En dernier lieu, pour les mêmes motifs que ceux énoncés au point précédent, la décision contestée ne saurait être entachée d’une erreur manifeste d’appréciation des conséquences sur la situation de Mme A… B… épouse D…. Par suite, ce moyen doit être écarté.
Il résulte de tout ce qui précède que la requête de Mme A… B… épouse D… est manifestement dépourvue de fondement. Dès lors, ses conclusions présentées à fin d’annulation et d’injonction sous astreinte peuvent être rejetées en application du dernier alinéa de l’article R. 222- 1 du code de justice administrative. Il en va de même, par voie de conséquence, des conclusions tendant à l’application des dispositions de l’article L. 761-1 du code de justice administrative et de l’article 37 de la loi du 10 juillet 1991.
O R D O N N E :
Article 1er : La requête de Mme A… B… épouse D… est rejetée.

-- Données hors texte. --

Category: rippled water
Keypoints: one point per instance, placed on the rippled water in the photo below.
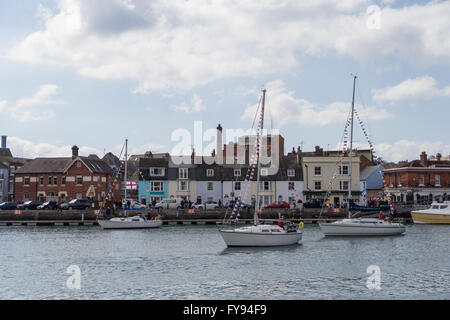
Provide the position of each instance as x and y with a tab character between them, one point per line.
192	262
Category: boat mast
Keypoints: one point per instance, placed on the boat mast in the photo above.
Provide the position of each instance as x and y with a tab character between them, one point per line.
126	177
258	153
351	149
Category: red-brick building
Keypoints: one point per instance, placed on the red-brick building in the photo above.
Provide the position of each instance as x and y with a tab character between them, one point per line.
64	179
419	181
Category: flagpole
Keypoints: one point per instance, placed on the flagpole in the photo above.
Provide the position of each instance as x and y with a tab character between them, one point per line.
126	176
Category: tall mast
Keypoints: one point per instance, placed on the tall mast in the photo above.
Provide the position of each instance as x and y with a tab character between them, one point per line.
126	173
258	153
351	149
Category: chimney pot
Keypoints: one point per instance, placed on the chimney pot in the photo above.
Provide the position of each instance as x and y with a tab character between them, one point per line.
74	152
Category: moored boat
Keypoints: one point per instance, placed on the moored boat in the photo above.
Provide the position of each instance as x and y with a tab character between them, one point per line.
136	222
438	213
260	236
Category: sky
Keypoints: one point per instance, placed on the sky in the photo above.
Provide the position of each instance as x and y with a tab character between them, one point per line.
92	73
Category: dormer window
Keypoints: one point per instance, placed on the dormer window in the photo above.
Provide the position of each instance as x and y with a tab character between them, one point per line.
158	172
437	180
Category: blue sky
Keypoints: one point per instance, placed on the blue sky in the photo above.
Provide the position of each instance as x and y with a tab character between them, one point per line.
92	73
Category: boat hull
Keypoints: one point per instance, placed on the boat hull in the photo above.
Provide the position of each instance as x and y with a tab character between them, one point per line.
108	224
241	239
332	229
428	218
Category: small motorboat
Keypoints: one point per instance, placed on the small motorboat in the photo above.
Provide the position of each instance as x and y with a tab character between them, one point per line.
136	222
438	213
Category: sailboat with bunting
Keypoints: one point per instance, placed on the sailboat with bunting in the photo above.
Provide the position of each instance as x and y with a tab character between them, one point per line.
359	226
134	222
259	235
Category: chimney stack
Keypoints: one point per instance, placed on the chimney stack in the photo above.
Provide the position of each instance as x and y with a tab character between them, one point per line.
424	159
74	152
219	153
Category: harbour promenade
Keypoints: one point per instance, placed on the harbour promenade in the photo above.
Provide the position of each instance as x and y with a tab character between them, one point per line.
174	217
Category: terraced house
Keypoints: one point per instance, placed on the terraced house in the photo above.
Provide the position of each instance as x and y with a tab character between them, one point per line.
153	183
419	181
64	179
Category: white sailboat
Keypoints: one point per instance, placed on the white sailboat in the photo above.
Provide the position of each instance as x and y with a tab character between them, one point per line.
359	226
260	235
136	222
438	213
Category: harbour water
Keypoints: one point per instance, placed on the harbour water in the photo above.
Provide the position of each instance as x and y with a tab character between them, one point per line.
192	262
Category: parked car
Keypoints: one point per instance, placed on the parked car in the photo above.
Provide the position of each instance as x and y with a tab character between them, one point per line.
8	206
75	204
29	205
207	205
278	205
313	203
230	204
49	205
169	203
134	204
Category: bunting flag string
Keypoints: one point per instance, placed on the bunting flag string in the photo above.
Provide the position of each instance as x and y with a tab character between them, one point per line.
372	149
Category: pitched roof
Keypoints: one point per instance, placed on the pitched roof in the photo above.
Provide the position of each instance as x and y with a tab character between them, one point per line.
368	171
5	152
44	165
96	165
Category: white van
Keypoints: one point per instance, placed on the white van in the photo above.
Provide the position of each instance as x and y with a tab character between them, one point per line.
169	203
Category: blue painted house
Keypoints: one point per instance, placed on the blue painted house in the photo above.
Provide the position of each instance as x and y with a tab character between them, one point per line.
153	184
371	184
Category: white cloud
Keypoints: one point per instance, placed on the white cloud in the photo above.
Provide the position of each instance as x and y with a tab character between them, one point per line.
31	149
417	88
284	108
170	45
25	109
196	105
410	150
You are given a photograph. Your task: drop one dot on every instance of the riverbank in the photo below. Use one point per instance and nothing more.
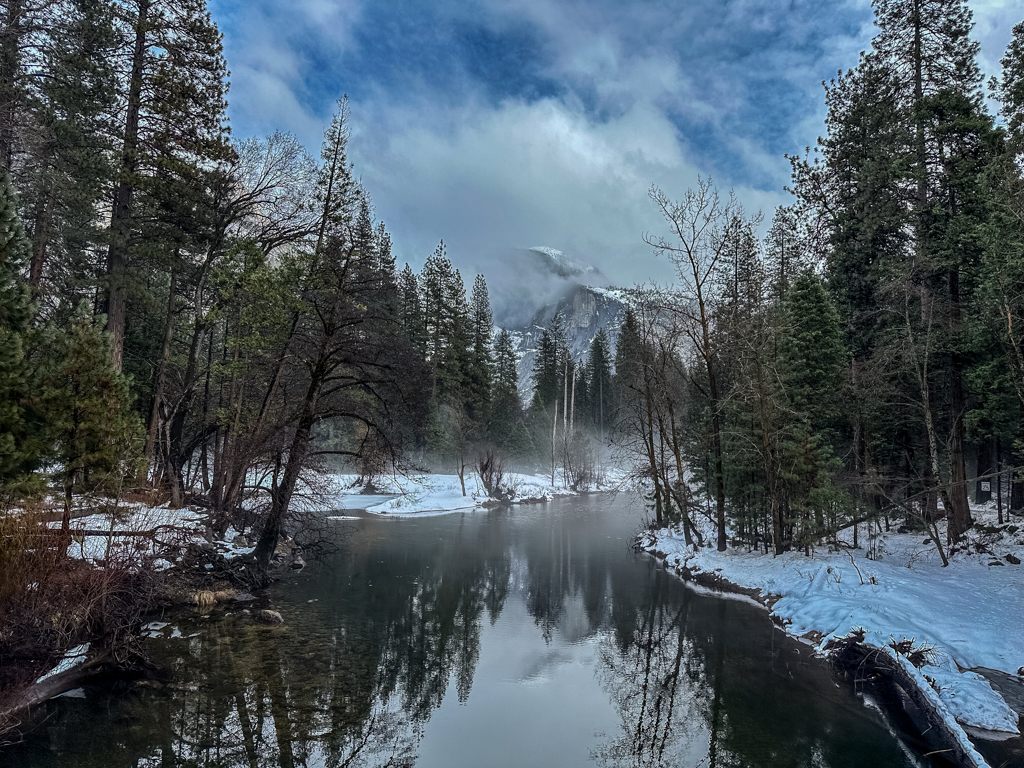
(966, 616)
(420, 494)
(187, 564)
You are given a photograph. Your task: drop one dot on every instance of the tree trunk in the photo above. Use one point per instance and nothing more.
(117, 252)
(158, 388)
(10, 64)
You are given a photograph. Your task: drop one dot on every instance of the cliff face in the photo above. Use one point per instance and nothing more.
(585, 311)
(531, 286)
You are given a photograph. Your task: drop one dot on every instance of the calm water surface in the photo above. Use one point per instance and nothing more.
(524, 637)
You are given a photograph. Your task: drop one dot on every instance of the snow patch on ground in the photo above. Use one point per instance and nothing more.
(72, 658)
(441, 494)
(969, 613)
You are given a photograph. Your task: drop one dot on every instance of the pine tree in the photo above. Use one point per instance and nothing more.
(1010, 89)
(411, 310)
(506, 427)
(811, 366)
(18, 454)
(479, 372)
(94, 432)
(600, 393)
(549, 370)
(173, 135)
(65, 169)
(629, 355)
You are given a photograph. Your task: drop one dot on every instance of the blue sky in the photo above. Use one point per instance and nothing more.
(503, 124)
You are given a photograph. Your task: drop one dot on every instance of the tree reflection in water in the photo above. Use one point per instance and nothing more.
(378, 637)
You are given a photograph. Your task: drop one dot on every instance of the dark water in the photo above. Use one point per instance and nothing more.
(529, 637)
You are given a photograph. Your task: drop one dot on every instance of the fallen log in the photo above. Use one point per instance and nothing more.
(887, 669)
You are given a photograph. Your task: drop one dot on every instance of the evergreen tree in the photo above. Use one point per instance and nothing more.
(811, 365)
(411, 310)
(629, 356)
(600, 394)
(549, 370)
(173, 137)
(93, 429)
(65, 168)
(17, 445)
(506, 427)
(480, 372)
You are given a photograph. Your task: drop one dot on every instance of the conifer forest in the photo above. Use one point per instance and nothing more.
(308, 457)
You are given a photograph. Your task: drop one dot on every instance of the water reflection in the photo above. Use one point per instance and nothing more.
(519, 637)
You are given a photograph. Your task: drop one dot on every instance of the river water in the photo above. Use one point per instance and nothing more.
(525, 637)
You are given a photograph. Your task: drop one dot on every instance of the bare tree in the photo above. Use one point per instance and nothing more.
(699, 225)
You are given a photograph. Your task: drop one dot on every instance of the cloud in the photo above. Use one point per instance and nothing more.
(500, 125)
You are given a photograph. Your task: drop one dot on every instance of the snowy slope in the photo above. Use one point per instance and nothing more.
(971, 613)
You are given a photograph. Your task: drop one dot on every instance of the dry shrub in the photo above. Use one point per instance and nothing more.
(492, 471)
(50, 602)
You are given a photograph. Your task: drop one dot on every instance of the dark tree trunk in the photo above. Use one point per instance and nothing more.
(117, 252)
(984, 483)
(10, 64)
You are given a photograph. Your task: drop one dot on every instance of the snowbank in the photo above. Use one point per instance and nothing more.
(440, 494)
(970, 613)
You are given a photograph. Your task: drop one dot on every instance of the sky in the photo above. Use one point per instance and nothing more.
(499, 125)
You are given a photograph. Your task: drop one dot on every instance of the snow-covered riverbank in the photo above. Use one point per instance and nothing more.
(439, 494)
(970, 614)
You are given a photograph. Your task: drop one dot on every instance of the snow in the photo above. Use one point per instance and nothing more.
(969, 613)
(72, 658)
(441, 494)
(172, 526)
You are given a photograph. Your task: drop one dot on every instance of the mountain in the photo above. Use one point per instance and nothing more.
(550, 283)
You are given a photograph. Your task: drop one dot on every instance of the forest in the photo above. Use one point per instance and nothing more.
(860, 363)
(190, 321)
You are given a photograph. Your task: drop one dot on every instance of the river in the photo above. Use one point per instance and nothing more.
(530, 636)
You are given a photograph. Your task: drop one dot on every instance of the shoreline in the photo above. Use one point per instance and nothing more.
(898, 686)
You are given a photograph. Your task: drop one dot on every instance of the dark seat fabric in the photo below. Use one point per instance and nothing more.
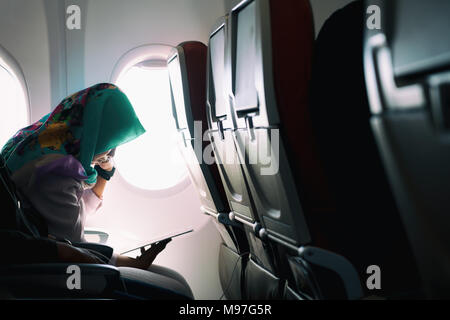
(292, 50)
(366, 227)
(195, 58)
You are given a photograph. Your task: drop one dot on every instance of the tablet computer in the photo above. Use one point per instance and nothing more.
(159, 239)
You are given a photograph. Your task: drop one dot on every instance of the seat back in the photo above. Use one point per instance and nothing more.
(407, 69)
(366, 227)
(221, 135)
(220, 127)
(187, 74)
(271, 48)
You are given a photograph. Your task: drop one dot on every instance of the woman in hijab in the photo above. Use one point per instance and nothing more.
(51, 163)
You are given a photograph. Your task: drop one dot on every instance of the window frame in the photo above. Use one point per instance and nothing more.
(133, 57)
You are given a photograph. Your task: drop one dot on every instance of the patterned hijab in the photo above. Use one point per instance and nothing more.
(85, 124)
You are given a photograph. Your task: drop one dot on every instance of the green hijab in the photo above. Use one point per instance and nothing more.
(85, 124)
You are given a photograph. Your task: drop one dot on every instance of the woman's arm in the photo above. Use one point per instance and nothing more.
(99, 187)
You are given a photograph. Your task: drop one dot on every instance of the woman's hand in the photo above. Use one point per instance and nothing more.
(107, 164)
(145, 260)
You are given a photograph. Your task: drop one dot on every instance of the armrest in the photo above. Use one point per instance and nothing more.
(50, 281)
(102, 235)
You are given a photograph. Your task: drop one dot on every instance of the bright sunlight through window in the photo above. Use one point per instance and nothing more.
(13, 106)
(152, 161)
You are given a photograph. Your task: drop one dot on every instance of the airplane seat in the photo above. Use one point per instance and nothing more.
(407, 73)
(270, 62)
(45, 278)
(187, 70)
(366, 226)
(220, 131)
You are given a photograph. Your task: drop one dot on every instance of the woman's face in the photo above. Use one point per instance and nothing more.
(101, 157)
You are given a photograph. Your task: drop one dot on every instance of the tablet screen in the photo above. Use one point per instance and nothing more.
(161, 238)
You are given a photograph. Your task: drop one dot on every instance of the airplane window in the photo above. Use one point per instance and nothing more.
(152, 161)
(14, 105)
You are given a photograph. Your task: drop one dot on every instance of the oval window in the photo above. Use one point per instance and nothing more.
(152, 161)
(14, 105)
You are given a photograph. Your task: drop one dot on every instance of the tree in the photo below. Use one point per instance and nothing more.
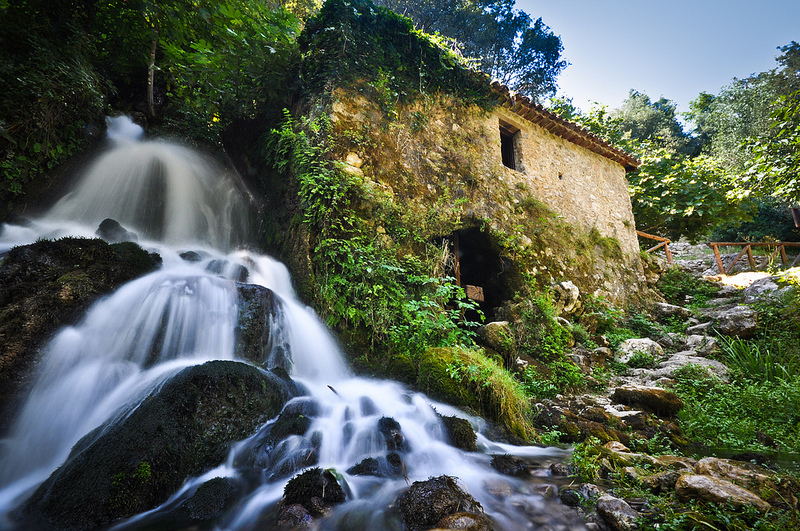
(776, 157)
(672, 194)
(655, 121)
(506, 43)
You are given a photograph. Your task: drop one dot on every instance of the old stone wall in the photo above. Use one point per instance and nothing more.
(586, 188)
(434, 149)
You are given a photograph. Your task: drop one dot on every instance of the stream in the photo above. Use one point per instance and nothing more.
(129, 343)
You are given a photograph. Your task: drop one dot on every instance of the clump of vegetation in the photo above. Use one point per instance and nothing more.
(468, 378)
(676, 284)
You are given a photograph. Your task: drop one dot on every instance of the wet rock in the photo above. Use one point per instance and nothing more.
(294, 516)
(566, 298)
(559, 469)
(739, 321)
(112, 232)
(50, 284)
(315, 489)
(390, 466)
(629, 347)
(426, 503)
(257, 309)
(182, 429)
(764, 288)
(466, 522)
(191, 256)
(663, 310)
(662, 481)
(393, 434)
(210, 500)
(571, 497)
(702, 345)
(715, 490)
(498, 336)
(652, 399)
(617, 513)
(460, 433)
(509, 465)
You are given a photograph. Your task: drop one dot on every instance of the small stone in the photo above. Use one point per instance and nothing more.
(715, 490)
(616, 446)
(617, 513)
(652, 399)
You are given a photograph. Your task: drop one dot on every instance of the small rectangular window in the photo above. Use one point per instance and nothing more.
(508, 145)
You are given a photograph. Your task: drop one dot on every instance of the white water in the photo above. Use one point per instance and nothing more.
(133, 340)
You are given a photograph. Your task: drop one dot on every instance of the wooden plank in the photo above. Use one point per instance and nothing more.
(750, 258)
(474, 293)
(717, 257)
(744, 251)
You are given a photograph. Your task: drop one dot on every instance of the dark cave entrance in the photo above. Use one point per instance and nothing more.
(479, 269)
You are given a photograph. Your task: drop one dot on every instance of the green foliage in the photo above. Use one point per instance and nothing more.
(52, 94)
(641, 360)
(555, 377)
(676, 284)
(586, 459)
(538, 334)
(673, 193)
(729, 415)
(766, 219)
(776, 160)
(506, 43)
(389, 302)
(756, 361)
(468, 378)
(352, 42)
(641, 119)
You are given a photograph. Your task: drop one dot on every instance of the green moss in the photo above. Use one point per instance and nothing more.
(355, 42)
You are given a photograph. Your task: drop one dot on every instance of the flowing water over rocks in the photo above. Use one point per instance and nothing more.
(170, 404)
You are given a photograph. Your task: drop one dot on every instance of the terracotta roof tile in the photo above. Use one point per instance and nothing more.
(553, 123)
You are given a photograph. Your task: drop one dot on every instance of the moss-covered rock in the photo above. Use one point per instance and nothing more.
(50, 284)
(180, 430)
(460, 433)
(426, 503)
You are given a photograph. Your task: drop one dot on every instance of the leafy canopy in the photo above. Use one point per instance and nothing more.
(506, 43)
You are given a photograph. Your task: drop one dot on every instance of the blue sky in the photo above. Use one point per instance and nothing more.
(670, 48)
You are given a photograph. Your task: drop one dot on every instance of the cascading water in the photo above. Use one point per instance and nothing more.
(185, 314)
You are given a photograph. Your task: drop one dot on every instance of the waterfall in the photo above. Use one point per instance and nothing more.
(131, 342)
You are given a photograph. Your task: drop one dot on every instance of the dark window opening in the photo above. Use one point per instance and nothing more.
(508, 145)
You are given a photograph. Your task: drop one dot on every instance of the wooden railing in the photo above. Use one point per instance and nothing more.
(664, 243)
(780, 248)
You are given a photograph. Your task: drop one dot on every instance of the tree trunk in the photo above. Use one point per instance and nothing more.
(151, 70)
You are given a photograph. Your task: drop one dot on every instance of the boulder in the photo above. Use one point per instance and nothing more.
(183, 428)
(739, 321)
(425, 503)
(566, 298)
(460, 433)
(112, 232)
(702, 345)
(617, 513)
(663, 310)
(653, 399)
(315, 490)
(465, 521)
(631, 346)
(764, 288)
(50, 284)
(716, 490)
(498, 336)
(255, 342)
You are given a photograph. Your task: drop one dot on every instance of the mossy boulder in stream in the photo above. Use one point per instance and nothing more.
(180, 430)
(50, 284)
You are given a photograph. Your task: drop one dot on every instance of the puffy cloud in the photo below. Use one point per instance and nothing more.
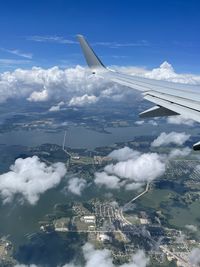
(76, 185)
(171, 138)
(191, 227)
(38, 84)
(132, 170)
(139, 122)
(30, 178)
(166, 72)
(38, 96)
(56, 107)
(176, 152)
(146, 167)
(110, 181)
(194, 257)
(123, 154)
(83, 100)
(180, 120)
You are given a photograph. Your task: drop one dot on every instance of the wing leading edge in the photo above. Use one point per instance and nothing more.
(169, 98)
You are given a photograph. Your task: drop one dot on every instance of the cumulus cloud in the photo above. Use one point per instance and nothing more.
(132, 170)
(38, 84)
(176, 152)
(170, 138)
(139, 122)
(76, 185)
(146, 167)
(29, 178)
(110, 181)
(38, 96)
(194, 257)
(180, 120)
(56, 107)
(191, 227)
(83, 100)
(123, 154)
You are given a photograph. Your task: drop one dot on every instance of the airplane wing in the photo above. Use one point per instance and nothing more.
(169, 98)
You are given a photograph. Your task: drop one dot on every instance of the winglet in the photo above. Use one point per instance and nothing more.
(92, 59)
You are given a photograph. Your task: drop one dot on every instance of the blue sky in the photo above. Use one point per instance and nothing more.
(123, 32)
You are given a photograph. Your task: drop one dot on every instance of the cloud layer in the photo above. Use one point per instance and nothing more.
(29, 178)
(170, 138)
(133, 166)
(76, 85)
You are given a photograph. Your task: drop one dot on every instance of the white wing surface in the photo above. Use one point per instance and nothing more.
(169, 98)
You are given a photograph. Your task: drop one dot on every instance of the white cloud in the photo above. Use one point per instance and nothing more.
(29, 178)
(191, 227)
(76, 185)
(83, 100)
(194, 257)
(56, 107)
(51, 39)
(18, 53)
(38, 96)
(139, 122)
(176, 152)
(146, 167)
(170, 138)
(110, 181)
(132, 170)
(124, 154)
(180, 120)
(73, 84)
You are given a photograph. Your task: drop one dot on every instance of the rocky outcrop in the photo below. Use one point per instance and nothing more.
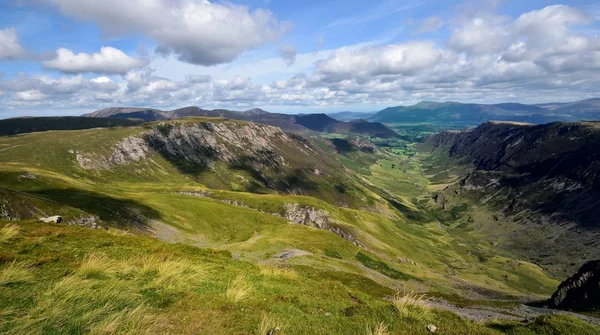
(238, 144)
(52, 219)
(540, 184)
(306, 215)
(580, 292)
(309, 216)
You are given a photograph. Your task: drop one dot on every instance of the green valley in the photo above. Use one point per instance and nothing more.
(213, 225)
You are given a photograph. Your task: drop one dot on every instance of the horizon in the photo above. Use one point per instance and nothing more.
(298, 113)
(63, 57)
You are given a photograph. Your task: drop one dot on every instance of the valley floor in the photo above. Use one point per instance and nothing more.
(178, 257)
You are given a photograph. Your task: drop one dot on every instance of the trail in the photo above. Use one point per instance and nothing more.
(14, 146)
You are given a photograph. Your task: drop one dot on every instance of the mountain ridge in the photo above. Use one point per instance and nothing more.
(288, 122)
(469, 114)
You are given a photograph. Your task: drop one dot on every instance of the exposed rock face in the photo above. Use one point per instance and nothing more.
(307, 215)
(316, 218)
(202, 143)
(542, 181)
(580, 292)
(233, 143)
(52, 219)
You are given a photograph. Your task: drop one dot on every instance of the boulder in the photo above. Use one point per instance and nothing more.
(52, 219)
(581, 292)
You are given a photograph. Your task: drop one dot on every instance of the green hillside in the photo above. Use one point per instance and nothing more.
(228, 227)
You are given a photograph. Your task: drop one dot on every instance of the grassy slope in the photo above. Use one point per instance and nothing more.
(443, 264)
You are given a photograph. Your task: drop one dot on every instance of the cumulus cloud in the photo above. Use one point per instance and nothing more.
(542, 55)
(10, 48)
(398, 59)
(108, 61)
(288, 53)
(198, 32)
(430, 24)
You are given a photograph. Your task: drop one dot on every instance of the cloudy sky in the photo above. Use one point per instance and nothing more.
(68, 57)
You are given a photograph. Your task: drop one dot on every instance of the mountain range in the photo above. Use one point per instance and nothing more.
(468, 114)
(287, 122)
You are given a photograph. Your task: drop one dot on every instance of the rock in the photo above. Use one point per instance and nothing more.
(431, 328)
(285, 254)
(306, 215)
(581, 292)
(52, 219)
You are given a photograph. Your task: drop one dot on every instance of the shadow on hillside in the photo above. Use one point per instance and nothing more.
(121, 212)
(342, 146)
(409, 213)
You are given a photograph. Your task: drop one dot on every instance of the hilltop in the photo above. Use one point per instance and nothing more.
(470, 114)
(301, 123)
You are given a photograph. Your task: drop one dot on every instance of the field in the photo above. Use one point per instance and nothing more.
(182, 257)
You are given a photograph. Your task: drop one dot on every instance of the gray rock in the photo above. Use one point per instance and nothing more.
(52, 219)
(581, 292)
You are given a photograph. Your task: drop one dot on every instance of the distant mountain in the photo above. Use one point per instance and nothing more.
(24, 125)
(540, 185)
(350, 116)
(287, 122)
(457, 113)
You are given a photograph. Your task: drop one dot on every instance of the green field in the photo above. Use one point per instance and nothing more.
(201, 252)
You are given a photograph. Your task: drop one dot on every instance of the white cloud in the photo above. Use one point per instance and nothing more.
(198, 32)
(288, 53)
(109, 61)
(398, 59)
(31, 95)
(101, 80)
(430, 24)
(10, 48)
(542, 55)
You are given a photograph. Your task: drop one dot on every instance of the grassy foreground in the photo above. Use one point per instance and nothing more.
(71, 280)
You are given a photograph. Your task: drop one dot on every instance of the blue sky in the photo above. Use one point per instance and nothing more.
(69, 57)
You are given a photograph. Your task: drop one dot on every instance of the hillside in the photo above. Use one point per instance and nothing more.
(23, 125)
(349, 116)
(465, 114)
(301, 123)
(270, 206)
(538, 184)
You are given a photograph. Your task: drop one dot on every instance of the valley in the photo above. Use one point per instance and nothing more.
(333, 214)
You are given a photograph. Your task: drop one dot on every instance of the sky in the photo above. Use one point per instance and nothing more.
(68, 57)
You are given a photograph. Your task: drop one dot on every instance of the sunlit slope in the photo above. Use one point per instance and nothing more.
(341, 223)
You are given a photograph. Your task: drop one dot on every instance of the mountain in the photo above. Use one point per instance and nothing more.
(461, 114)
(23, 125)
(349, 116)
(580, 292)
(293, 123)
(530, 189)
(164, 219)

Article 2 : La présente ordonnance sera notifiée à Mme C… A… B… épouse D…, à Me Hennani et au ministre de l’intérieur.
Copie en sera adressée au préfet de l’Hérault.
Fait à Toulouse, le 18 décembre 2025.
Le président de la 2ème chambre,
signé
Olivier Massin
La République mande et ordonne au ministre de l’intérieur, en ce qui le concerne, ou à tous commissaires de justice à ce requis, en ce qui concerne les voies de droit commun contre les parties privées, de pourvoir à l’exécution de la présente ordonnance.